SWINDON council has admitted spending £30k on secretly rooting through people’s rubbish, but has denied it is snooping on individuals.
The council spent the money employing a private contractor to sift through household waste from about 1,000 houses in the town last year.
It has denied claims made in the Daily Mail yesterday that it is snooping through dustbins to find out about families’ race and wealth. A spokesman said it was simply carrying out a ‘waste composition study’ as part of its research into a waste-to-energy plant it is planning to build.
But critics and taxpayers’ groups have condemned the council for a Big Brother-style invasion of privacy.
The leader of the council’s Labour group called the exercise ‘inappropriate’.
Coun Derique Montaut said: “Labour are fundamentally opposed to the Tories decision to snoop in people’s bins.
“We take this stance for two reasons.

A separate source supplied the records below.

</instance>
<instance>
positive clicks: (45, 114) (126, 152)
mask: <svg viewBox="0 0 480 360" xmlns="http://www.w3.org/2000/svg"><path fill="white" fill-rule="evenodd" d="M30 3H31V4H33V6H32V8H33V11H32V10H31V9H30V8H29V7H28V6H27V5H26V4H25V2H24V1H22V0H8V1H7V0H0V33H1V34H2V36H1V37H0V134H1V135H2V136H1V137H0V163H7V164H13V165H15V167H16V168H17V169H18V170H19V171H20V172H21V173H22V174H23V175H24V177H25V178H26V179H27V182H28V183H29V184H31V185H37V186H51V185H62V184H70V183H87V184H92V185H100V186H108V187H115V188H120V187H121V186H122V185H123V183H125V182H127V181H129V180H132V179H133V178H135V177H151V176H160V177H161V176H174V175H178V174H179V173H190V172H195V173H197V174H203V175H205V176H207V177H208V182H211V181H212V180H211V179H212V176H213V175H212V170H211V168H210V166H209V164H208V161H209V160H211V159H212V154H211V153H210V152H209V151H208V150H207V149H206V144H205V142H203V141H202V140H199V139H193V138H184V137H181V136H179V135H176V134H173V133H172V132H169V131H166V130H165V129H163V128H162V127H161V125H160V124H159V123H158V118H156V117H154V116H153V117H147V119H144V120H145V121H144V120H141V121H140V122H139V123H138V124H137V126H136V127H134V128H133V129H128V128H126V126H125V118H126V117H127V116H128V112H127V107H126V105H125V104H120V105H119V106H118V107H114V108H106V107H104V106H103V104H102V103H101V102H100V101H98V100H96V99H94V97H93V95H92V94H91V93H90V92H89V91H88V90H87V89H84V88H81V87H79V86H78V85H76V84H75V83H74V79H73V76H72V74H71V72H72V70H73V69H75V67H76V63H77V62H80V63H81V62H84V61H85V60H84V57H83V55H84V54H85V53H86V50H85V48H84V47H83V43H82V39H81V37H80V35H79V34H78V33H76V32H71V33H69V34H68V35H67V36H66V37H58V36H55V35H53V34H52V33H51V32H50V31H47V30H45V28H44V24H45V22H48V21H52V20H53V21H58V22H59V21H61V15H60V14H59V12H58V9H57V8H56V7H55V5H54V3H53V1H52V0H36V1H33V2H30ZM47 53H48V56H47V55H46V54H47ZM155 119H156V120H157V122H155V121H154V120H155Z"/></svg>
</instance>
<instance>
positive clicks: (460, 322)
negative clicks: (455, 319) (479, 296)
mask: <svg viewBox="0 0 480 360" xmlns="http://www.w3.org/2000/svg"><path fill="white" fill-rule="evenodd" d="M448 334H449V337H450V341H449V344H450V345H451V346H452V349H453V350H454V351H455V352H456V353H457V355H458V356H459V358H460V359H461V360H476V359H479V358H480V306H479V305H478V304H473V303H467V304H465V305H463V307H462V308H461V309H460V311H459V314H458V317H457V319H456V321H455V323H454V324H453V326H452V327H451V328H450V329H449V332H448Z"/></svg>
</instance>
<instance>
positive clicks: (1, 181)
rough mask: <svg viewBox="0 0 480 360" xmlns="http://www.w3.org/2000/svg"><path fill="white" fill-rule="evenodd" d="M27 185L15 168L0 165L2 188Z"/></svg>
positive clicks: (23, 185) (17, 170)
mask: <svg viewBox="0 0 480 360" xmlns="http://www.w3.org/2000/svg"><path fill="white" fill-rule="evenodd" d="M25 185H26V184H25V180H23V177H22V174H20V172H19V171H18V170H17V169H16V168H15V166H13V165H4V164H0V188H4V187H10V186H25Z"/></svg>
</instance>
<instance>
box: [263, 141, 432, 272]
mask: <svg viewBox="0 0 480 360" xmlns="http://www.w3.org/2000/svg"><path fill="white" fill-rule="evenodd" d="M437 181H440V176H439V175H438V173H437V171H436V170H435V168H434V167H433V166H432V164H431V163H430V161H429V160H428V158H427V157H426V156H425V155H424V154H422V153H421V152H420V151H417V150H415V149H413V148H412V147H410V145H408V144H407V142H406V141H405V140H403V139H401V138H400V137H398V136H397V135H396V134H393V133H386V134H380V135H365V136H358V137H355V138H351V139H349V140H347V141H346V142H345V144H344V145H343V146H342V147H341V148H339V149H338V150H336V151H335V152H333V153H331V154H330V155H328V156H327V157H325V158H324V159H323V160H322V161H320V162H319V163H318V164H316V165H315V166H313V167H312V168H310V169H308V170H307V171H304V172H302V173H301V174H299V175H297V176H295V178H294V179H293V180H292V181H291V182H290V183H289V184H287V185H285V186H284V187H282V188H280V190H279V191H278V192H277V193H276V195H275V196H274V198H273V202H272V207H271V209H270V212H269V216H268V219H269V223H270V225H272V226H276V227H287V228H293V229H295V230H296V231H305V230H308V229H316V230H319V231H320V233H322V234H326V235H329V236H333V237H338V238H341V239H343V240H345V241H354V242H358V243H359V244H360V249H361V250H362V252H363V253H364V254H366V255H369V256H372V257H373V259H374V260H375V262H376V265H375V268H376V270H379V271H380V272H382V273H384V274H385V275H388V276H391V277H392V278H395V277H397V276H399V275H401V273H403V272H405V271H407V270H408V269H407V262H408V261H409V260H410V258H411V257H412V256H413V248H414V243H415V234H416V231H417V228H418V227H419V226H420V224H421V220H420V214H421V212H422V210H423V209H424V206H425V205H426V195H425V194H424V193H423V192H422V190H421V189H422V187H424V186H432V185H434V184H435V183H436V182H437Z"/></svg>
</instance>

Firstly, in times of depleted resources, it is inappropriate for the council to spend £30k on snooping in people’s bins.
“Secondly we think it is inappropriate for the council to snoop in families’ bins without asking them first.
“This seems to be just common sense that the Conservative administration don’t appear to understand.”
Only last year, the council’s former deputy leader, Coun Fionuala Foley (Con), said she had refused to allow a similar exercise to be carried out in her ward.
She told the Western Daily Press in July 2009 that the benefits of the surveys were outweighed by the infringement of civil liberties.
“I felt that picking any street in Swindon to examine their rubbish without their knowledge was not right,” she said. “It was discussed, but I thought it was too much of an invasion into people’s privacy.
“I wouldn’t like that and I don’t think many people would.
“That won’t be happening on my watch.”
But specialist private contractor Entec was still commissioned a month later to carry out the survey in August 2009 and the winter of 2009/10.
Its report also clearly stated that it used social profiling techniques and information from the census to match different types of rubbish to different ethnic groups or wealthy and poor households.
Households were placed into social categories such as ‘wealthy achievers’ or ‘hard-pressed’ based on their postcode.
A spokesman for Swindon Borough Council said: “The suggestion in the Daily Mail that Swindon Borough Council has been searching through wheelie bins put out by individual households is completely untrue.
“In fact, a contractor employed by the council has been analysing waste from entire bin lorry loads made up, on average, of eight tonnes of waste from up to 1,000 houses.
“This makes it impossible to see what is being thrown away by any individual, or at any address.
“The council has been examining general wheelie bin waste as part of its research into a waste to energy plant, which will be built at Swindon Commercial Services’ Cheney Manor site to generate electricity and produce fuel pellets for sale to other energy companies.
“We will be the first local authority in the country to operate this type of plant and is important that we understand exactly what will be in the waste that will be fed into it.
“The new £8.3million thermal treatment system has the potential to provide the council with millions of pounds worth of income, so at a time when there is increasing pressure on local authority finances, this is a sensible investment.
“It’s a pity that a national newspaper has suggested that perfectly reasonable research, carried out as part of the programme, has been done in a different way and for completely different reasons than the reality.”